Open Access
Original article: The prevalence of Barrett's esophagus in the US: estimates from a simulation model confirmed by SEER data
Author(s) -
Hayeck T. J.,
Kong C. Y.,
Spechler S. J.,
Gazelle G. S.,
Hur C.
Publication year - 2010
Publication title -
diseases of the esophagus
Language(s) - English
Resource type - Journals
SCImago Journal Rank - 1.115
H-Index - 63
eISSN - 1442-2050
pISSN - 1120-8694
DOI - 10.1111/j.1442-2050.2010.01054.x
Subject(s) - medicine , epidemiology , gerd , incidence (geometry) , surveillance, epidemiology, and end results , population , public health , esophageal adenocarcinoma , esophageal cancer , barrett's esophagus , disease , demography , cancer , cancer registry , adenocarcinoma , environmental health , pathology , reflux , physics , sociology , optics
SUMMARY Barrett's esophagus (BE) is the precursor and the biggest risk factor for esophageal adenocarcinoma (EAC), the solid cancer with the fastest rising incidence in the US and western world.

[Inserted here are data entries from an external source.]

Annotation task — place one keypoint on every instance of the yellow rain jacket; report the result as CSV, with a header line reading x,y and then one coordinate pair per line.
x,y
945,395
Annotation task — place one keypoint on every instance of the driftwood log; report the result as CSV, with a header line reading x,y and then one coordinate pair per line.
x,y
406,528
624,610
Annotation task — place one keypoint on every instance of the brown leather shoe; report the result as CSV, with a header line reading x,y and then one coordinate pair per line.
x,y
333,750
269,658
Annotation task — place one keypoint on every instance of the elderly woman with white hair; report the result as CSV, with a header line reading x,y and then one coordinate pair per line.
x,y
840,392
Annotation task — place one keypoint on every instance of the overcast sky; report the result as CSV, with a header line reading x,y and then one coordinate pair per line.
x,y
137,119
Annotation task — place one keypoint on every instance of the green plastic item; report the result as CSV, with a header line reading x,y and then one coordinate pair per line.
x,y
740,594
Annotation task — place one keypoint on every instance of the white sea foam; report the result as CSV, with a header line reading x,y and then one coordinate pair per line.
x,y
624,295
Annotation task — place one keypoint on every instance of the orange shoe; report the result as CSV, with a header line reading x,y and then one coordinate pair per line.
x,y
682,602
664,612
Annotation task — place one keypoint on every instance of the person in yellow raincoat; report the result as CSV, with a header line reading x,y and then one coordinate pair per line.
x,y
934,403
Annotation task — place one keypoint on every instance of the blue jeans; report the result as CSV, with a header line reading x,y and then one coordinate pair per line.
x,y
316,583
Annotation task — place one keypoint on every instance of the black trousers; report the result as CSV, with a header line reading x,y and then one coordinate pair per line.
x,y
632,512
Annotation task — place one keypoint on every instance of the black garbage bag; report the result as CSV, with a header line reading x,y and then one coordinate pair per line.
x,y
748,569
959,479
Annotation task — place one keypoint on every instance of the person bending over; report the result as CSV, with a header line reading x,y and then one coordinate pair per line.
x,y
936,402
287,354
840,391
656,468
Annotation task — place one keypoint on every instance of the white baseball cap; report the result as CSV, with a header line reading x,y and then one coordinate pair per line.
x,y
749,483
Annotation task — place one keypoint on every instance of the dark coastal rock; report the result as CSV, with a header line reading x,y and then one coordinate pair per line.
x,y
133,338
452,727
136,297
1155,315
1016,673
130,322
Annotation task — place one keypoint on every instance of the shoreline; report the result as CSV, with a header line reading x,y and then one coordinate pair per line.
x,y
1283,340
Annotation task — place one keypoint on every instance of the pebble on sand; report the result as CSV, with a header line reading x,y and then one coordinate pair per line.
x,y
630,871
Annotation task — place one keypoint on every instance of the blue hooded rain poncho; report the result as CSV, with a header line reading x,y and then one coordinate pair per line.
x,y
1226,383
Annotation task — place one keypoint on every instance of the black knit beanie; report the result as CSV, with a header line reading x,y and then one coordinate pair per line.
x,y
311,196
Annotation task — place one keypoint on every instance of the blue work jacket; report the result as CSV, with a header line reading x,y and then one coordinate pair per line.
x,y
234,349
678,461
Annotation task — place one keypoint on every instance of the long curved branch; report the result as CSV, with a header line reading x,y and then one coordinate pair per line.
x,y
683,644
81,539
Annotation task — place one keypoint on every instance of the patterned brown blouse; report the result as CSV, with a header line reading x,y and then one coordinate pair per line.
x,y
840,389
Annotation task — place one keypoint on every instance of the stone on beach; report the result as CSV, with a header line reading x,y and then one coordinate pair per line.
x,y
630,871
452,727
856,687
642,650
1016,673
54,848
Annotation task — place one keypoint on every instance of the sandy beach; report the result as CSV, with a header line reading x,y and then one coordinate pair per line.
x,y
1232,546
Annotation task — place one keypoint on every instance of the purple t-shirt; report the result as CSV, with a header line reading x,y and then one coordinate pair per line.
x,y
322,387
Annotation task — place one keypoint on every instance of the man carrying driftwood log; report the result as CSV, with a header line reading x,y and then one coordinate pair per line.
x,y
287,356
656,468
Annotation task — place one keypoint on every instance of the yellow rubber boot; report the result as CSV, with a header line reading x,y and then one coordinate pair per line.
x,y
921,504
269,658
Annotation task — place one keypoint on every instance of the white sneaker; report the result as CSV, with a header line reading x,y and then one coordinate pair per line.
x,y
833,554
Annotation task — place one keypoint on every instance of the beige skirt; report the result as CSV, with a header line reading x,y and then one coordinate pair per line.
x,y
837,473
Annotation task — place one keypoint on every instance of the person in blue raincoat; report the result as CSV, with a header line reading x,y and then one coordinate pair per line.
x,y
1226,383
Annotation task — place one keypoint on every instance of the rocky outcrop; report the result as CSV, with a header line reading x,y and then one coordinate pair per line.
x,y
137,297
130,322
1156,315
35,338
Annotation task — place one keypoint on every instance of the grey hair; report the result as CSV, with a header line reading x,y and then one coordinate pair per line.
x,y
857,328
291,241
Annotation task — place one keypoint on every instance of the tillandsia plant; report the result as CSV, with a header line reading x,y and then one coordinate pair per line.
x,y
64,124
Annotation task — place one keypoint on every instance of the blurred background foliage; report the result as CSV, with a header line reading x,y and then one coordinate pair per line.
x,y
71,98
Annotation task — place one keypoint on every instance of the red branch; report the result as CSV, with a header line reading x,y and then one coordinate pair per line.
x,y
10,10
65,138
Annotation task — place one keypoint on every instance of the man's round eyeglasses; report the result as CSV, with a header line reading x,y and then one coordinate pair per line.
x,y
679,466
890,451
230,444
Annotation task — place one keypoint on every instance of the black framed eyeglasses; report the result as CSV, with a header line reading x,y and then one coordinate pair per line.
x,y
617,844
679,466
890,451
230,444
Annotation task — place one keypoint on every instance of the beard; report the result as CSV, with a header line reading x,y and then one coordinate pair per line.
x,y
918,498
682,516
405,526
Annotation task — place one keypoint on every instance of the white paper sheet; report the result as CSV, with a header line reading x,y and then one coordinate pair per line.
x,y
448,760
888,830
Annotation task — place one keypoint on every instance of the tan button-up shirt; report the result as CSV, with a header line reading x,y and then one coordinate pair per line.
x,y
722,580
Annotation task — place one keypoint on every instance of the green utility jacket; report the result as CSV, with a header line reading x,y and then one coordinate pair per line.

Current strategies to decrease morbidity and mortality from EAC have focused on identifying and surveying patients with BE using upper endoscopy. An accurate estimate of the number of patients with BE in the population is important to inform public health policy and to prioritize resources for potential screening and management programs. However, the true prevalence of BE is difficult to ascertain because the condition frequently is symptomatically silent, and the numerous clinical studies that have analyzed BE prevalence have produced a wide range of estimates. The aim of this study was to use a computer simulation disease model of EAC to determine the estimates for BE prevalence that best align with US Surveillance Epidemiology and End Results (SEER) cancer registry data. A previously developed mathematical model of EAC was modified to perform this analysis. The model consists of six health states: normal, gastroesophageal reflux disease (GERD), BE, undetected cancer, detected cancer, and death. Published literature regarding the transition rates between these states were used to provide boundaries. During the one million computer simulations that were performed, these transition rates were systematically varied, producing differing prevalences for the numerous health states. Two filters were sequentially applied to select out superior simulations that were most consistent with clinical data. First, among these million simulations, the 1000 that best reproduced SEER cancer incidence data were selected. Next, of those 1000 best simulations, the 100 with an overall calculated BE to Detected Cancer rates closest to published estimates were selected. Finally, the prevalence of BE in the final set of best 100 simulations was analyzed. We present histogram data depicting BE prevalences for all one million simulations, the 1000 simulations that best approximate SEER data, and the final set of 100 simulations. Using the best 100 simulations, we estimate the prevalence of BE to be 5.6% (5.49–5.70%). Using our model, an estimated prevalence for BE in the general population of 5.6% (5.49–5.70%) accurately predicts incidence rates for EAC reported to the US SEER cancer registry. Future clinical studies are needed to confirm our estimate.